The first thing required for there to be dipole-dipole interactions between molecules is for both molecules to have a dipole. These dipoles may be permanent (polar molecules) or temporary (instantaneous or induced dipoles in non-polar molecules).
Permanent dipole-permanent dipole interactions
Polar molecules have an asymmetrical electron cloud/charge distribution. This is due to an asymmetrical shape (due to lone pairs of electrons around the central atom) and/or due to the presence of polar-covalent intra-molecular bonds (electronegativity difference between the two atoms of 0.5+), which do not "cancel out" each other.

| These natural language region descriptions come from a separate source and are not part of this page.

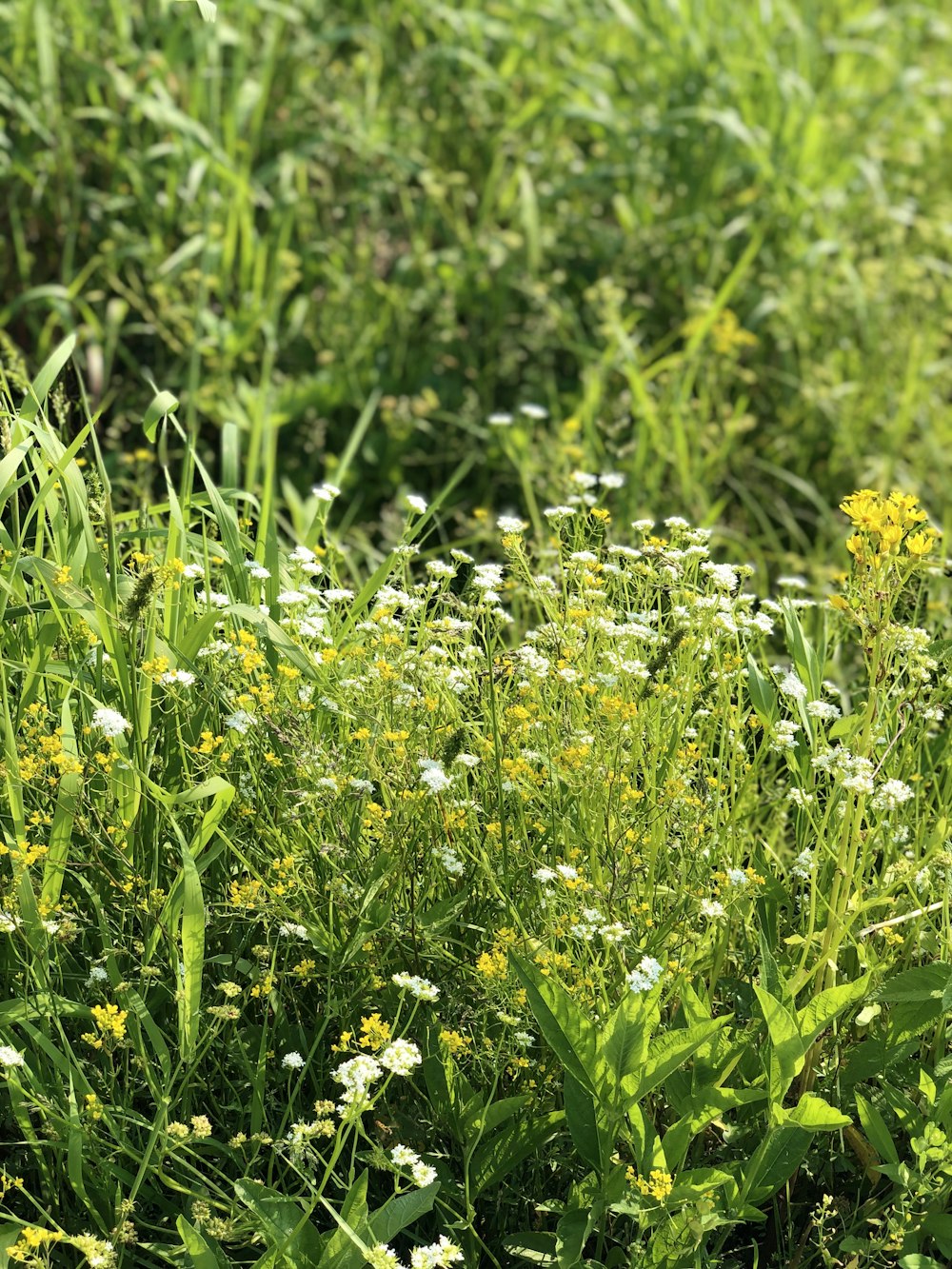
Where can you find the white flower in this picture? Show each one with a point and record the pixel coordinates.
(419, 987)
(358, 1073)
(792, 685)
(177, 678)
(803, 864)
(436, 780)
(823, 709)
(213, 598)
(423, 1174)
(400, 1056)
(645, 976)
(240, 721)
(384, 1258)
(890, 795)
(437, 1256)
(722, 574)
(110, 723)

As there is an asymmetrical charge distribution, one side ("pole") of the molecule has a slight ("delta") negative charge, while the other pole has a delta positive charge. The attraction between the delta negative pole of one molecule and the delta positive pole of a neighbouring molecule is called a permanent dipole-permanent dipole attraction.

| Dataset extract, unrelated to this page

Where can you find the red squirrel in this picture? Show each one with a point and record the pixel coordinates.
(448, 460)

Non-polar molecules can also have temporary dipoles. These form more often when the molecule has a large electron cloud (you can predict this from its molar mass). At any one instant, the electrons may be unevenly distributed, creating an instantaneous dipole within the molecule: one pole is delta negative, while the other is delta positive. This can induce at dipole in a neighbouring molecule, creating a temporary dipole-temporary dipole attraction.
This idea can be used to explain why #Cl_2# is a gas, #Br_2# is a liquid (more dipole-dipole attractions), and #I_2# is a solid that sublimes (even more dipole-dipole attractions).